Was that message intended for my husband?

I scrolled to the Outbox. Jim’s message was sent at 3:00am to Stella or whoever the bitch was.

How are you, darling. How’s the pain? Let me know if you are going to hospital. You know I can’t come at this time, it might be suspicious. Can’t wait to hold our baby in my arms. Be with you forever. Love, Jim.’

I took a deep breath and tears welled up in my eyes. Shawn tugged at my blouse, holding his balloon up to me. I perched myself on the arm of the sofa and blew it up.

Jim came out of the shower and quickly dressed, muttered that he was off to the office and trotted down the stairs.

“You liar, damn sickening liar,” I thought. “Liar, liar,” I screamed as my anger got the better of me. I hurled the ashtray across the room, smashed the photo frame into the glass cabinet and punched the wall.

Then I let out a shrill peal of laughter like a mad woman, folded my fists and walked to the kitchen. ‘No, Jim, I am not your fool, you will surely pay.’ I pulled from the drawer a long silver handled knife.

I drove straight to St Mary’s Clinic. The staff knew me well. Nurse Joyce, a polite young lady, was at the counter. I nodded to her and headed straight down the corridor towards Maternity. I pushed open the glass door and looked around.

Jim was standing at the Labour Ward entrance, pacing up and down, his back to me. An elderly Asian lady dozed on the sofa near the window.

I slowly approached Jim, right hand in my coat pocket.  “So you lied to me, right,” I said in a shaky voice as Jim turned around, surprised.

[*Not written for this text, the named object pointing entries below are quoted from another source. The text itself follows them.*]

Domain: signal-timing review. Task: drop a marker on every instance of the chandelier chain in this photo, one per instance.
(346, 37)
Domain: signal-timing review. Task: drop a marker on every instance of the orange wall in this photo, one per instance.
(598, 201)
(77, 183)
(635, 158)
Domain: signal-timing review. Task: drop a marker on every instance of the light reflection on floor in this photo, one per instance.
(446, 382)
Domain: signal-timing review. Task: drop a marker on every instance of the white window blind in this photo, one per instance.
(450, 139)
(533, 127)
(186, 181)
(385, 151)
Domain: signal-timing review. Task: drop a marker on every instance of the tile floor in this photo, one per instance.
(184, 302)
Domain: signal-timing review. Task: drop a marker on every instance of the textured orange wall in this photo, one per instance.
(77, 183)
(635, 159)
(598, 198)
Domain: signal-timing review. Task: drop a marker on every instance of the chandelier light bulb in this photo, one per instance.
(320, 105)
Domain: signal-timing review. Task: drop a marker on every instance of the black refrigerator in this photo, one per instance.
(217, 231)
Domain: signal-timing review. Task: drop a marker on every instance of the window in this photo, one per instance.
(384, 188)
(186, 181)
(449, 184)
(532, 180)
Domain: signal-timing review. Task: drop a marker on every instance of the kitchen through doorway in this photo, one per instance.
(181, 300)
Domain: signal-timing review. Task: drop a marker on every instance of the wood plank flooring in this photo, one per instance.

In one swift action, the knife was in his chest, twisting and turning as I drove deeper.

He lifted his hands and let out a gurgling sound his eyes wide with panic as blood spewed everywhere. He slumped down his hands on the knife handle lodged in his chest.

I turned around to walk out. The Asian woman was now wide awake, eyes as wide as saucers, but she made no noise. I calmly walked out and drove home and headed shakily to the bathroom, closing the door behind me.

A police siren was coming closer. I took off my coat, changed my blood-stained tee-shirt and headed downstairs.Gertrude was answering the door as I approached. “Are you Mrs Dawson.” I was told they were arresting me for the death of my husband, Jim Dawson. I felt empty, weak, alone.

Revenge had come at a price I could not bear.